According to the latest data released Thursday by Freddie Mac, the 30-year fixed-rate average tumbled to 3.97 percent with an average 0.5 point. (Points are fees paid to a lender equal to 1 percent of the loan amount.) It was 4.08 percent a week ago and 3.59 percent a year ago. The 30-year fixed rate hasn’t dipped below 4 percent since November.
The 15-year fixed-rate average dropped to 3.23 percent with an average 0.5 point. It was 3.34 percent a week ago and 2.85 percent a year ago. The five-year adjustable rate average fell to 3.1 percent with an average 0.4 point. It was 3.18 percent a week ago and 2.81 percent a year ago.
“Weak economic data and growing international tensions are driving investors out of riskier sectors and into Treasury securities,” Sean Becketti, Freddie Mac chief economist, said in a statement. “This shift in investment sentiment has propelled rates lower.”
Because of uncertainty surrounding the French elections and tensions in North Korea, investors are scooping up bonds. That’s driving yields lower. The yield on a 10-year Treasury sank to its lowest point since November on Tuesday, dropping to 2.18 percent. Because home loan rates tend to follow the same path as long-term bond yields, they also fell.
Bankrate.com, which puts out a weekly mortgage rate trend index, found that the experts it surveyed were almost evenly divided on where rates are headed in the coming week. Thirty-eight percent said they would fall, 38 percent said they would hold steady and 24 percent said they would rise. Michael Becker, branch manager at Sierra Pacific Mortgage, is one who predicts rates will remain relatively unchanged.
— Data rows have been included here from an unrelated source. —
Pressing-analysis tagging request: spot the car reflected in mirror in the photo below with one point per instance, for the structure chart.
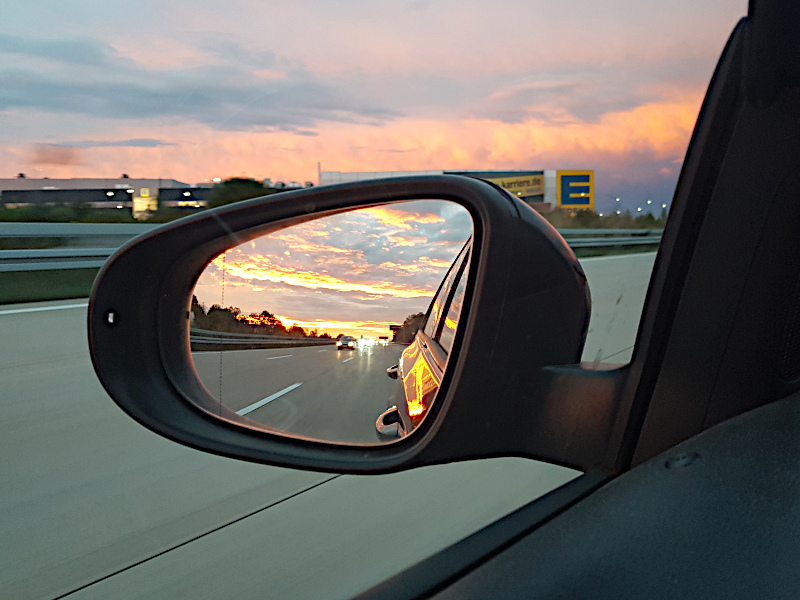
(295, 330)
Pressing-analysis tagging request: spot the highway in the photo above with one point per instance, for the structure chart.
(95, 506)
(318, 392)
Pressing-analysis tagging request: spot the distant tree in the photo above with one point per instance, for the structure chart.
(223, 319)
(409, 328)
(236, 189)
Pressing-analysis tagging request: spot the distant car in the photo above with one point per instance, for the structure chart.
(346, 343)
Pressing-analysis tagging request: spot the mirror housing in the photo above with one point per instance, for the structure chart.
(526, 309)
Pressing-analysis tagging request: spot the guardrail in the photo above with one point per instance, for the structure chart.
(205, 340)
(88, 245)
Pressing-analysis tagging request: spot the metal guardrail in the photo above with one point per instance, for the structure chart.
(88, 245)
(202, 339)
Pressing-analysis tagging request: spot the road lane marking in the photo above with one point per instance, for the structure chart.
(268, 399)
(16, 311)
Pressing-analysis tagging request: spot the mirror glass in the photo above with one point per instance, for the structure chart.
(319, 330)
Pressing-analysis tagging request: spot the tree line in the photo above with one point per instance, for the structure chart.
(231, 320)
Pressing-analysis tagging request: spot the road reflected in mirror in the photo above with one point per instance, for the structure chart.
(319, 330)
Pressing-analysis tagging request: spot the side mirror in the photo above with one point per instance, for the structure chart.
(483, 385)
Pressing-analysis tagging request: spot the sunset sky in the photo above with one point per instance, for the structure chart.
(199, 90)
(353, 273)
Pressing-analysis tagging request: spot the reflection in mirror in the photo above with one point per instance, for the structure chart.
(318, 330)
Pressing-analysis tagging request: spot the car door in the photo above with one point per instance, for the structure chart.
(423, 362)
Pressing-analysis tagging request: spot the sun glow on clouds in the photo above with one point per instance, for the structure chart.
(355, 272)
(261, 268)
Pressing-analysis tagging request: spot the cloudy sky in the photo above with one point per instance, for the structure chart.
(196, 90)
(353, 273)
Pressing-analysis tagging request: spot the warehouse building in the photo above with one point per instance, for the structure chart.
(543, 190)
(140, 196)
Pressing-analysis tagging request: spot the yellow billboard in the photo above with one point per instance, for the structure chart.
(521, 185)
(575, 189)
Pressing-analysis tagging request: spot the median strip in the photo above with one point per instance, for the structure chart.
(268, 399)
(16, 311)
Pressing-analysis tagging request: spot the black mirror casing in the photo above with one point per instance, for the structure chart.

“To the surprise of many, the dip in mortgage rates continued this week,” Becker said. “Mortgage rates are now at the lowest levels for 2017. The question is will this rally continue, or will rates quickly revert to the higher levels of just a few weeks ago. … Looking forward, it’s hard to see rates dropping further in the coming week. But if first quarter GDP disappoints next Friday, this drop in rates could have further to go.”